Spatio-Temporal Relevance Classification from Geographic Texts Using Deep Learning
Miao Tian, Xinxin Hu, Jiakai Huang, Kai Ma, Haiyan Li, Shuai Zheng, Liufeng Tao, Qinjun Qiu- Earth and Planetary Sciences (miscellaneous)
- Computers in Earth Sciences
- Geography, Planning and Development
The growing proliferation of geographic information presents a substantial challenge to the traditional framework of a geographic information analysis and service. The dynamic integration and representation of geographic knowledge, such as triples, with spatio-temporal information play a crucial role in constructing a comprehensive spatio-temporal knowledge graph and facilitating the effective utilization of spatio-temporal big data for knowledge-driven service applications. The existing knowledge graph (or geographic knowledge graph) takes spatio-temporal as the attribute of entity, ignoring the role of spatio-temporal information for accurate retrieval of entity objects and adaptive expression of entity objects. This study approaches the correlation between geographic knowledge and spatio-temporal information as a text classification problem, with the aim of addressing the challenge of establishing meaningful connections among spatio-temporal data using advanced deep learning techniques. Specifically, we leverage Wikipedia as a valuable data source for collecting and filtering geographic texts. The Open Information Extraction (OpenIE) tool is employed to extract triples from each sentence, followed by manual annotation of the sentences’ spatio-temporal relevance. This process leads to the formation of quadruples (time relevance/space relevance) or quintuples (spatio-temporal relevance).

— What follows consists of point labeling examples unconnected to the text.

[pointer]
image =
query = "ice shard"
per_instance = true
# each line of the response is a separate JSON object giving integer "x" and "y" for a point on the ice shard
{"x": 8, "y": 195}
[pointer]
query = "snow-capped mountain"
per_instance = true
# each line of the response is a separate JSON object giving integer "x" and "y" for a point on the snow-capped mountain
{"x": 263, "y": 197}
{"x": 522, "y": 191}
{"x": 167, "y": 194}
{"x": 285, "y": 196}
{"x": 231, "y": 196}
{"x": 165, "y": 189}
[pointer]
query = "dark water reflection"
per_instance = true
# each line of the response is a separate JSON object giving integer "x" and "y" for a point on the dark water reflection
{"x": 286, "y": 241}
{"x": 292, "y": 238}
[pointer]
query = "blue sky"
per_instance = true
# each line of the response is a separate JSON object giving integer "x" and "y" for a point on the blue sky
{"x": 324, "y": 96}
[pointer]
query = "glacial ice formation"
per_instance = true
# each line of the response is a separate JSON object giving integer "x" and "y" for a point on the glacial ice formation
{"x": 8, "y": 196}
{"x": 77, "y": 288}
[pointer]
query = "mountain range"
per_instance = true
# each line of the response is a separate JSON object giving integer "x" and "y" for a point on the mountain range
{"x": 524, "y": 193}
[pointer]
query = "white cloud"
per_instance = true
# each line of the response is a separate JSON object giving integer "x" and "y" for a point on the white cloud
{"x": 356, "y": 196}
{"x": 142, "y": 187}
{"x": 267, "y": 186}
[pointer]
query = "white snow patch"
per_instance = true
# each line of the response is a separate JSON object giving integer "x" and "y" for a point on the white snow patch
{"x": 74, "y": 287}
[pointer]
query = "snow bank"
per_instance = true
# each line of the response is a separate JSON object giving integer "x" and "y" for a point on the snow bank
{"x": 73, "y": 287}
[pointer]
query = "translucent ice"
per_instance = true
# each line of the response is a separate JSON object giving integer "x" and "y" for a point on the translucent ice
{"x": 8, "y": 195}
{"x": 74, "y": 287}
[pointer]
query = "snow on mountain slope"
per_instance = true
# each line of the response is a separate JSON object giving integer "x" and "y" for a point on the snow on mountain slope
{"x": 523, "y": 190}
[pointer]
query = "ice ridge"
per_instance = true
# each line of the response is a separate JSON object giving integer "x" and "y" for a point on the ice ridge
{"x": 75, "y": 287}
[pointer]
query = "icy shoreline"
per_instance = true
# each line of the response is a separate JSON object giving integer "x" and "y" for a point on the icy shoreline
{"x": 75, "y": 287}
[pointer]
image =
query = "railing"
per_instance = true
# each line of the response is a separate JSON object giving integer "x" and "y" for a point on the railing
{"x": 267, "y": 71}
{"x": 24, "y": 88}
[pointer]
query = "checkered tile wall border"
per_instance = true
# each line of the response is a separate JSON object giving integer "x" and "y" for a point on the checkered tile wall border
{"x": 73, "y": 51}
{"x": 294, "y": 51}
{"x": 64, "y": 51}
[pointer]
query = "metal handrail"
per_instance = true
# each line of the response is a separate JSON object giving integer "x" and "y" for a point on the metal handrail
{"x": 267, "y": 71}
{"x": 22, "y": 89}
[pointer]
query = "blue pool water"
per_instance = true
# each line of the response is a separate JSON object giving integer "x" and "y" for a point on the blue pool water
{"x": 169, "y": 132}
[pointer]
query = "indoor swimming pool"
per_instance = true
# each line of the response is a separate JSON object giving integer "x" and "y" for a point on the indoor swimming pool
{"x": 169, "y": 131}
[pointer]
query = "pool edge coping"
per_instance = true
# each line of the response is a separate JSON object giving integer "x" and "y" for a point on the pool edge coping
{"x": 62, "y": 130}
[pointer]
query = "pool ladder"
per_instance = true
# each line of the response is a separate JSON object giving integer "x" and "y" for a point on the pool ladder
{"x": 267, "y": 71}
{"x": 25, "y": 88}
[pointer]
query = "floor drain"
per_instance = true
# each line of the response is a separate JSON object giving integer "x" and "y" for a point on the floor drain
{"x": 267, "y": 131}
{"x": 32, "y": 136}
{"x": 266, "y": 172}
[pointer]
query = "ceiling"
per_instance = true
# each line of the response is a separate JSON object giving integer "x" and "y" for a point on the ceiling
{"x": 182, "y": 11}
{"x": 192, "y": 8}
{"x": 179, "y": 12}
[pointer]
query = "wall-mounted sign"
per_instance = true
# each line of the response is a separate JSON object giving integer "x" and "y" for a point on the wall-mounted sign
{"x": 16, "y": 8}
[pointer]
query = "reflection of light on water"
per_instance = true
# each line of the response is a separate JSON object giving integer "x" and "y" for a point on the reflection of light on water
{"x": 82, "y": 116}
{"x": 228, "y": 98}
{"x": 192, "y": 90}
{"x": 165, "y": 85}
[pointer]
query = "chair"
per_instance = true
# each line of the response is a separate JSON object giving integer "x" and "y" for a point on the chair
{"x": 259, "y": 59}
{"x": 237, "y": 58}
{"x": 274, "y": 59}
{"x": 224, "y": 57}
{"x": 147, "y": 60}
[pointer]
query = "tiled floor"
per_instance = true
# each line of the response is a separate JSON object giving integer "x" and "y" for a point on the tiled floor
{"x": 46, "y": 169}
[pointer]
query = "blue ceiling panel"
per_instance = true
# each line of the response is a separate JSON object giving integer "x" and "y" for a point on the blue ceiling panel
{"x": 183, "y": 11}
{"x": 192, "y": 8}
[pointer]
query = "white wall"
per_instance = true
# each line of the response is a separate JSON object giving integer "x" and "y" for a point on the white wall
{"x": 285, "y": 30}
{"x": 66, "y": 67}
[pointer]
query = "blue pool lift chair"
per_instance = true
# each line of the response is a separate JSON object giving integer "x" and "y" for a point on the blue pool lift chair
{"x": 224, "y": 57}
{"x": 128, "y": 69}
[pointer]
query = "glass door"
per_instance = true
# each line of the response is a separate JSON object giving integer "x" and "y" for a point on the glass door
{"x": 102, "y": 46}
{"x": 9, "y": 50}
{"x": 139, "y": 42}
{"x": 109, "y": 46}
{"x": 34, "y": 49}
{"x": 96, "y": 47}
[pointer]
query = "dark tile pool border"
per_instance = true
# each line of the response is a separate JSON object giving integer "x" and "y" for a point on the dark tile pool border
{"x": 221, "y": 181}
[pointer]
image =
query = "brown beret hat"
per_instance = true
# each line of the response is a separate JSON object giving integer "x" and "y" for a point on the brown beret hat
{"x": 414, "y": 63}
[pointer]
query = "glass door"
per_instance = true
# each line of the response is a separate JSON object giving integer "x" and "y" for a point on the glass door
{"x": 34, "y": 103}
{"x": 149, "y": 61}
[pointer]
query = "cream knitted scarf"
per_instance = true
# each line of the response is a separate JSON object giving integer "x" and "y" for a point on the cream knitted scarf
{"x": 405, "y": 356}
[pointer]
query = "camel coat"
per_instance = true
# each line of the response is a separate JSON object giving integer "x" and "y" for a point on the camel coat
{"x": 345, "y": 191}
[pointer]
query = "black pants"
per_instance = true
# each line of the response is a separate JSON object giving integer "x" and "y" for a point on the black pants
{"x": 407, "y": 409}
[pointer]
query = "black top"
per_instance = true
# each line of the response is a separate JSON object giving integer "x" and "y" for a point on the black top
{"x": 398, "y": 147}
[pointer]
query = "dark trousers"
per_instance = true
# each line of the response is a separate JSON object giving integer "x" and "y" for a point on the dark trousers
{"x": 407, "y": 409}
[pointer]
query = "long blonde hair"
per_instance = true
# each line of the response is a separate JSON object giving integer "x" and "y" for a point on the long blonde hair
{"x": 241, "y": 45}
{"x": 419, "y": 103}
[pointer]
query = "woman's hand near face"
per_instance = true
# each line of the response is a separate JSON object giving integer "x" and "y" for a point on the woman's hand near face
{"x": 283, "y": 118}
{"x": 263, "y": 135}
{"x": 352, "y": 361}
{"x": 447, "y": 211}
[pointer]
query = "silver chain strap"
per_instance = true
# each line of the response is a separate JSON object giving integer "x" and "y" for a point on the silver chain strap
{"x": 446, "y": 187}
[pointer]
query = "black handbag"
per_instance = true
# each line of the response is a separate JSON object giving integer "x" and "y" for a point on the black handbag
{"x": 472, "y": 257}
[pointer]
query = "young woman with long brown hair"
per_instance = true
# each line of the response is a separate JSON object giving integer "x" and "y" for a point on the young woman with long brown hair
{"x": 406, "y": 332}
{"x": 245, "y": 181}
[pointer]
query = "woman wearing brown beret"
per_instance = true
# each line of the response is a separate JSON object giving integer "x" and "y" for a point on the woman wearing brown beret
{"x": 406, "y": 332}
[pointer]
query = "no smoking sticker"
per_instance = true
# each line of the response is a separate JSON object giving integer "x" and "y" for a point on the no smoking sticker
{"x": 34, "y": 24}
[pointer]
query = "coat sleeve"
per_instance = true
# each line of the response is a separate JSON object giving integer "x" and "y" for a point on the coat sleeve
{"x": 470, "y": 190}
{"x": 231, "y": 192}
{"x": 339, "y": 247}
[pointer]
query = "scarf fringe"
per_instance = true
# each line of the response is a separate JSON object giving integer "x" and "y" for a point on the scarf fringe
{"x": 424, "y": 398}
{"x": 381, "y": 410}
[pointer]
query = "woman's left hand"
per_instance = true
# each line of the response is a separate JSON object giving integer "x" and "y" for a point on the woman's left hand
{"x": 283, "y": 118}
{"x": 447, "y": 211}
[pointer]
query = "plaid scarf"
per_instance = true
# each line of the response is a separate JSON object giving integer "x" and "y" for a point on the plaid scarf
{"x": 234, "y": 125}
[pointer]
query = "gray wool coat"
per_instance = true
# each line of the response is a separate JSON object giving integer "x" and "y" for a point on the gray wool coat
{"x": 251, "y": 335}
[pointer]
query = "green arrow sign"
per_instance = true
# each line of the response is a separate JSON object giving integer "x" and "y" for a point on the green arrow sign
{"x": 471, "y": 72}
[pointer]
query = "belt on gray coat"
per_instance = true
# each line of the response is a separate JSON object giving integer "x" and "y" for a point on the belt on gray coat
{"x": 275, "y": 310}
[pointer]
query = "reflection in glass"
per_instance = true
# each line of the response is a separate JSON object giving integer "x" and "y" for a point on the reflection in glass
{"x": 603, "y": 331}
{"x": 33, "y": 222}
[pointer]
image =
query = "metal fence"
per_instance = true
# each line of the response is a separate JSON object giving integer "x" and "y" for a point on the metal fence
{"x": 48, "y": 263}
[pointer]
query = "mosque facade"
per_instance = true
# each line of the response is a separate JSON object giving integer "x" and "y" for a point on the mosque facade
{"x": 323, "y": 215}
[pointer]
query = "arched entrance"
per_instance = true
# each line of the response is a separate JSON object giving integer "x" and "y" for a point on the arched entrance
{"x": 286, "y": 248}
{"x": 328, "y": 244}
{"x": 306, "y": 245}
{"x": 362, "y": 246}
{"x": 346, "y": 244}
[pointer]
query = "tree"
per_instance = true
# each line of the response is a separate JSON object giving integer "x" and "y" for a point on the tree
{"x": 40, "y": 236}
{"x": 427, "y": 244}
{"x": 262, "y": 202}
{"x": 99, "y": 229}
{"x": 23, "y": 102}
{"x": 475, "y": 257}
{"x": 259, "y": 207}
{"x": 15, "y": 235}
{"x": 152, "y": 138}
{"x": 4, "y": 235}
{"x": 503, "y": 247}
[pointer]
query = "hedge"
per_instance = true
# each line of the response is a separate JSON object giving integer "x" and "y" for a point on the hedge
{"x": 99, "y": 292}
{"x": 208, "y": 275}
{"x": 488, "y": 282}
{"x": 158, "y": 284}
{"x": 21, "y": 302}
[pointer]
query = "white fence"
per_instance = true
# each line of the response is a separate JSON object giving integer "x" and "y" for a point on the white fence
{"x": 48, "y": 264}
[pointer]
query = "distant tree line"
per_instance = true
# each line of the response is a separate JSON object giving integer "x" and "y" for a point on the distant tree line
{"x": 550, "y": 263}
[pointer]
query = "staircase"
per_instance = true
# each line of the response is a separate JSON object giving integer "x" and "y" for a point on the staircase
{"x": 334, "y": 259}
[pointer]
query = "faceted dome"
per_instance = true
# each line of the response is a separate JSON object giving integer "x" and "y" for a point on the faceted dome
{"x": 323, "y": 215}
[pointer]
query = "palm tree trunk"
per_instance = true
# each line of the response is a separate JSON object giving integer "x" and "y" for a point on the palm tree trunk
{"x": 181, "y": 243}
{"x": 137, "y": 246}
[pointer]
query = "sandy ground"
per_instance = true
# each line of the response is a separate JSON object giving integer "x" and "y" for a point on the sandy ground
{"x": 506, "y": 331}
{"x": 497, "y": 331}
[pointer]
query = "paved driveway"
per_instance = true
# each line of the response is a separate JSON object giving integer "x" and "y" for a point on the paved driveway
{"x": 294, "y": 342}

Subsequently, a comprehensive spatio-temporal classification dataset is constructed for experiment verification. Ten prominent deep learning text classification models are then utilized to conduct experiments covering various aspects of time, space, and spatio-temporal relationships. The experimental results demonstrate that the Bidirectional Encoder Representations from Transformer-Region-based Convolutional Neural Network (BERT-RCNN) model exhibits the highest performance among the evaluated models. Overall, this study establishes a foundation for future knowledge extraction endeavors.